This month, Literary Mamas are finding out about writing, joining the kids for storytime, searching for understanding, and definitely having fun. Enjoy!
Download the list to find it fast at your local bookstore or library.
Literary Reflections Assistant Editor, Christina Marie Speed laughs and says, “I am reading Toy Dance Party by Emily Jenkins to my six- and four-year-old sons. I think I am as excited as they are to find out what happens next among an odd assortment of toys after the people are out of sight. My kids wiggle and giggle out loud (and how often does that happen during bedtime stories–really?) at the crisp, fresh way Ms. Jenkins weaves her tale. She is a master at her craft, and the book is a pleasure to read aloud. You and your kids will happily linger longer at bedtime while reading her book. (Be sure to savor the first book, Toys Go Out, too!)”

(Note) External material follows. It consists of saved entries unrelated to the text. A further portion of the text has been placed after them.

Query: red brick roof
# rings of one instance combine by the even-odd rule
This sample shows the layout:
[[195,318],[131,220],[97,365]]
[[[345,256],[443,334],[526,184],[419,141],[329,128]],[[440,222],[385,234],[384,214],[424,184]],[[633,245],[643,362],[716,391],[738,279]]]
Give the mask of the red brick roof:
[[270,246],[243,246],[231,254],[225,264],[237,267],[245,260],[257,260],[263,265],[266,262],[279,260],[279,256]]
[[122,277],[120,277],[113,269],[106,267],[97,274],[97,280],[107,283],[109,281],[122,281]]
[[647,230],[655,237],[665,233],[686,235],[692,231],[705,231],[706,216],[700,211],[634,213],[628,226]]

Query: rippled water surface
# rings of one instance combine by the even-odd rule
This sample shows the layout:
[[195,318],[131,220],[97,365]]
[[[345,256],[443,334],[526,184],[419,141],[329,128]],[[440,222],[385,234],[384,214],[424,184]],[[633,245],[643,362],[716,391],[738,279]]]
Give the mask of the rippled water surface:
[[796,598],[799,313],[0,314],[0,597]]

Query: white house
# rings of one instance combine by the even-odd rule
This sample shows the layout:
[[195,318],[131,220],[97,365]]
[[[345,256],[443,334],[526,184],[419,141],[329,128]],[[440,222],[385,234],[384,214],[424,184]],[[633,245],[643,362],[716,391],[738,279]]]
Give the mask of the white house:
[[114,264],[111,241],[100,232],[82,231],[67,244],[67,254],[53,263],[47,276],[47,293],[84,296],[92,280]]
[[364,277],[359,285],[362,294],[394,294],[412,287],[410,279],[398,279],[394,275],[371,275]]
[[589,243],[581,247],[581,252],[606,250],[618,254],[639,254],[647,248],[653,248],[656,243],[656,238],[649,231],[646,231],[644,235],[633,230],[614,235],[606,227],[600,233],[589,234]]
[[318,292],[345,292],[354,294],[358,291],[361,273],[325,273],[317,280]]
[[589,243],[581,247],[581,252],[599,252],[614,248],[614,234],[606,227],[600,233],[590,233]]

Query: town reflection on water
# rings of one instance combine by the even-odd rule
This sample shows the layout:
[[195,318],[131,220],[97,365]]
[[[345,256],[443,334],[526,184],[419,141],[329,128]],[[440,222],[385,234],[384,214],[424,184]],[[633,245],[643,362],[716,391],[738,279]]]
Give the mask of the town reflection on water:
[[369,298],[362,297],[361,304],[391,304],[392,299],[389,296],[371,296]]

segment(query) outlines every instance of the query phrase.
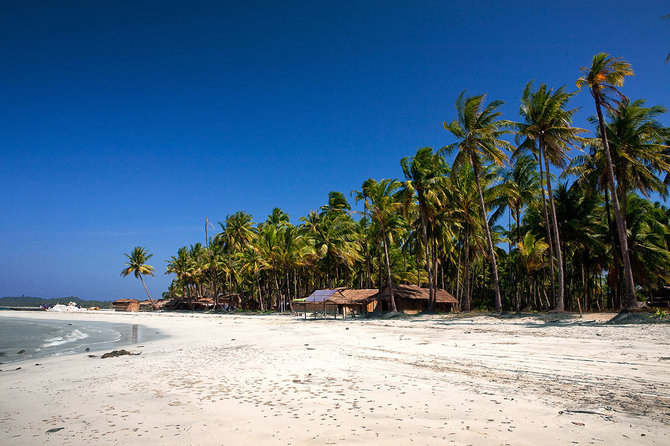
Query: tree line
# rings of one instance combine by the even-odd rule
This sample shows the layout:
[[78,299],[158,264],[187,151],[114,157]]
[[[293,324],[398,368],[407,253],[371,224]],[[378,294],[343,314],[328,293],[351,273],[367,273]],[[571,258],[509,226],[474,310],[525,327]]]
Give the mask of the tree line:
[[[437,288],[462,311],[637,307],[670,283],[670,209],[651,200],[670,182],[666,108],[623,94],[633,70],[620,58],[597,54],[581,70],[593,132],[573,125],[579,90],[529,82],[516,120],[463,92],[444,123],[454,142],[403,158],[403,179],[331,192],[297,226],[279,208],[258,223],[229,215],[168,260],[164,296],[237,294],[283,310],[318,288],[414,283],[429,289],[427,311]],[[144,248],[127,256],[124,275],[153,275]]]

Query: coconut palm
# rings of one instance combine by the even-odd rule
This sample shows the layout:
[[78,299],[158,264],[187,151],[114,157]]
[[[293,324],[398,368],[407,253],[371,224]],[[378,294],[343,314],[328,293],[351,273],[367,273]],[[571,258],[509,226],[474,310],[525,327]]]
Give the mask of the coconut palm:
[[[533,300],[535,300],[535,296],[539,295],[535,273],[544,268],[544,253],[547,251],[547,248],[549,248],[549,245],[543,239],[537,239],[530,231],[526,232],[523,240],[517,243],[516,254],[519,262],[523,265],[526,274],[532,281],[532,285],[534,285],[531,286],[531,283],[528,284],[529,289],[534,288],[534,291],[530,293],[533,295]],[[542,298],[540,297],[541,302]]]
[[558,260],[558,292],[555,302],[557,311],[564,310],[565,273],[549,164],[564,168],[567,160],[566,150],[583,141],[579,134],[585,133],[586,130],[571,125],[572,116],[576,110],[565,108],[572,96],[574,93],[566,92],[565,87],[554,91],[545,84],[541,84],[537,90],[533,90],[533,82],[529,82],[521,95],[522,122],[517,124],[517,139],[523,139],[522,147],[536,153],[540,164],[544,160],[547,196],[552,217],[550,226],[553,229],[552,239]]
[[503,166],[507,162],[507,155],[501,149],[511,150],[513,147],[510,143],[501,139],[502,136],[510,133],[507,128],[511,126],[509,121],[498,119],[501,113],[496,110],[503,102],[493,101],[485,105],[484,101],[485,95],[466,96],[465,91],[458,96],[456,100],[457,118],[444,123],[444,128],[456,138],[457,142],[443,147],[440,152],[449,154],[456,150],[454,164],[467,161],[474,169],[475,185],[479,194],[479,205],[486,229],[486,239],[493,270],[495,307],[496,311],[500,312],[502,311],[502,299],[498,280],[498,264],[479,177],[482,173],[483,161],[491,161]]
[[144,291],[147,292],[149,302],[151,302],[151,306],[155,309],[156,304],[154,303],[153,299],[151,299],[151,295],[149,294],[147,285],[144,283],[143,277],[154,275],[154,267],[147,265],[147,261],[153,257],[153,254],[149,254],[149,251],[147,251],[146,248],[143,248],[142,246],[136,246],[133,248],[130,254],[124,255],[128,258],[128,261],[126,262],[126,267],[121,271],[121,277],[127,277],[128,275],[133,274],[135,278],[140,279],[142,286],[144,287]]
[[623,259],[624,278],[626,283],[626,306],[629,309],[637,308],[637,297],[635,296],[635,284],[633,282],[633,271],[630,264],[628,253],[628,240],[626,236],[626,225],[624,216],[621,213],[619,198],[616,193],[614,183],[614,167],[612,165],[612,155],[610,145],[607,139],[605,129],[605,118],[603,117],[602,107],[607,110],[614,110],[621,103],[627,103],[628,99],[619,92],[617,87],[623,85],[626,76],[633,74],[630,64],[621,58],[611,57],[606,53],[599,53],[593,56],[590,67],[582,67],[582,76],[577,79],[577,87],[586,86],[593,96],[598,114],[599,137],[602,141],[605,155],[605,164],[607,166],[607,176],[612,193],[612,207],[614,208],[614,219],[616,221],[619,234],[619,246],[621,248],[621,257]]
[[370,216],[373,223],[379,225],[384,255],[386,259],[386,277],[391,299],[391,310],[397,311],[395,298],[393,297],[393,278],[391,276],[391,258],[389,257],[389,243],[393,229],[401,226],[401,217],[398,211],[401,203],[396,197],[396,192],[402,183],[396,180],[383,179],[379,182],[369,181]]
[[421,235],[423,237],[424,250],[426,255],[426,271],[428,272],[428,311],[433,311],[435,306],[435,288],[433,271],[430,266],[430,254],[428,247],[428,199],[433,194],[433,188],[444,180],[447,172],[447,166],[444,158],[433,153],[431,147],[424,147],[416,152],[413,157],[405,157],[400,160],[403,174],[405,175],[405,188],[414,195],[419,204],[419,215],[421,217]]
[[[624,214],[624,198],[630,191],[640,191],[646,197],[650,192],[667,193],[667,185],[659,178],[659,174],[670,172],[670,156],[664,153],[668,149],[664,144],[667,129],[656,119],[667,109],[661,105],[645,107],[644,102],[622,103],[615,112],[607,113],[607,140]],[[595,119],[590,121],[597,124]],[[606,169],[602,171],[605,173]]]
[[363,253],[365,254],[365,283],[366,286],[370,286],[371,282],[371,271],[370,271],[370,249],[369,249],[369,234],[368,234],[368,196],[369,196],[369,187],[374,182],[372,178],[365,180],[361,186],[361,190],[351,191],[351,196],[354,198],[356,203],[363,201],[363,218],[361,219],[363,234],[365,235],[364,244],[363,244]]
[[[474,211],[478,206],[479,197],[475,193],[475,173],[468,162],[455,165],[449,173],[449,183],[445,187],[445,203],[452,210],[451,219],[460,226],[463,251],[463,285],[460,299],[463,311],[470,311],[470,253],[474,235],[481,231],[483,221],[481,214]],[[460,276],[460,266],[458,275]],[[456,292],[459,295],[459,292]]]

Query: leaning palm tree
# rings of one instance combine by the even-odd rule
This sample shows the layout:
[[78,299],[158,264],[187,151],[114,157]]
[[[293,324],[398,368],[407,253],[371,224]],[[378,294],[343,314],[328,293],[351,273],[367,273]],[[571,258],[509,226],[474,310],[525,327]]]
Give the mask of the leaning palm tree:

Kristina Riggle, Fiction Co-Editor, says, “I’m reading Self Storage by Gayle Brandeis, which I won in an auction to support the Afghan Womens’s Writing Project. The heroine is compelling and quirky, as she navigates parenthood and marriage to her grad student husband — who seems to be studying soap operas, mostly — while yearning for her own studies. To pass the time and earn money, the protagonist, Flan, attends auctions for storage units whose owners quit paying. Then she sells off what she finds inside at yard sales. This is interesting enough already, but a thread of foreboding runs through the tale, involving her neighbor, an Afghan woman in a burqa. A fascinating read.”
Merle Huerta, Literary Reflections Editorial Assistant, shares, “I’m reading Adair Lara’s newest book Naked, Drunk, and Writing. Lara has been a writing coach, columnist, essayist, and novelist for over twenty years, and packs this writers’ guide with a wealth of personal anecdotes and simple, yet straight-forward wisdom. I’ve read many memoirs by established authors share their twisted paths into writing. But, Lara offers the kind of guidance a wise Shaman might offer. My only regret is that I live too far away to take one of her workshops.”

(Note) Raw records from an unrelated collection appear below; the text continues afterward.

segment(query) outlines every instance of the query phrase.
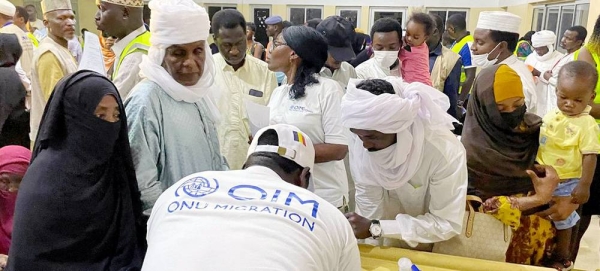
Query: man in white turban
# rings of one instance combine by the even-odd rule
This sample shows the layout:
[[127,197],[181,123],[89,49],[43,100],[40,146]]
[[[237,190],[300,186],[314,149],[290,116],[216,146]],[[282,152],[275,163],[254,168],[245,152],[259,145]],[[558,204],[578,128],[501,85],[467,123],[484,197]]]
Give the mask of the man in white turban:
[[519,41],[521,17],[506,11],[483,11],[479,13],[477,28],[473,32],[475,42],[471,46],[472,61],[477,67],[487,68],[506,64],[521,78],[527,112],[536,113],[537,95],[533,75],[525,64],[513,54]]
[[556,94],[554,88],[550,89],[547,83],[542,82],[539,77],[544,71],[551,70],[552,66],[558,62],[564,54],[554,50],[556,43],[556,34],[550,30],[538,31],[531,37],[531,44],[534,52],[527,56],[525,65],[533,68],[532,74],[535,76],[535,92],[537,95],[537,114],[545,116],[549,109],[556,106],[550,106],[549,103],[556,104]]
[[[558,84],[558,74],[560,69],[571,61],[577,59],[579,49],[583,47],[583,43],[587,37],[587,30],[581,25],[569,27],[563,33],[560,39],[560,47],[565,50],[566,54],[552,63],[552,66],[546,70],[538,70],[538,79],[540,82],[548,86],[546,97],[546,112],[558,108],[556,97],[556,85]],[[534,71],[536,72],[536,71]],[[543,115],[541,115],[543,116]]]
[[353,133],[348,150],[356,213],[346,217],[357,238],[431,250],[461,232],[467,164],[450,131],[449,106],[446,95],[421,83],[350,81],[342,122]]
[[[152,0],[152,46],[125,101],[129,141],[146,214],[160,194],[196,172],[227,169],[215,123],[215,64],[206,10],[192,0]],[[189,31],[194,29],[194,31]]]

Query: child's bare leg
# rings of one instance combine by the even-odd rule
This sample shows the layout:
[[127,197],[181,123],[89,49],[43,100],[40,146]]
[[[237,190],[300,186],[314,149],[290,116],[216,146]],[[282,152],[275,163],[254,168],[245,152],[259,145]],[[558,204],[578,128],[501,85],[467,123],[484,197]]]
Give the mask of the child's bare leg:
[[556,247],[552,255],[552,263],[550,267],[556,270],[570,267],[573,263],[571,259],[571,233],[572,228],[564,230],[556,230]]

Suzanne Kamata, Fiction Co-Editor, is reading Hapa Girl by May Lee-Chai. “This is a memoir about coming of age in South Dakota as the daughter of a Chinese scholar father and Irish-American artist mother. At times humorous, at others harrowing, this book is also a testament to her parents’ love. I started reading this for insight into my son’s experience as a hapa in rural Japan, but I’m enjoying it as a story as well.”

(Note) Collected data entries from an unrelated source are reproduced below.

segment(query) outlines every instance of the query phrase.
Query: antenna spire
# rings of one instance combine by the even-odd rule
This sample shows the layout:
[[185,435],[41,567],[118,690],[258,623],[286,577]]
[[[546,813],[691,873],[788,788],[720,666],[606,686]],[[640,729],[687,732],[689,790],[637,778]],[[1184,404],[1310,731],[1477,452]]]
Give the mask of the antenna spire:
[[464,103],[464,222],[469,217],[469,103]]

Caroline Grant, Editor-in-Chief and Columnist, writes, “I really enjoyed Melanie Gideon’s The Slippery Year: A Meditation on Happily Ever After. It’s a memoir with no big dramas — her husband buys a van; she spends a lot of time in the carpool line — but her writing is funny and thoughtful about what happens when you get what you wanted, and find that it’s good, and still wonder if that’s all there is. Read it and look for the cameo appearance by LM’s own Joanne Hartman!”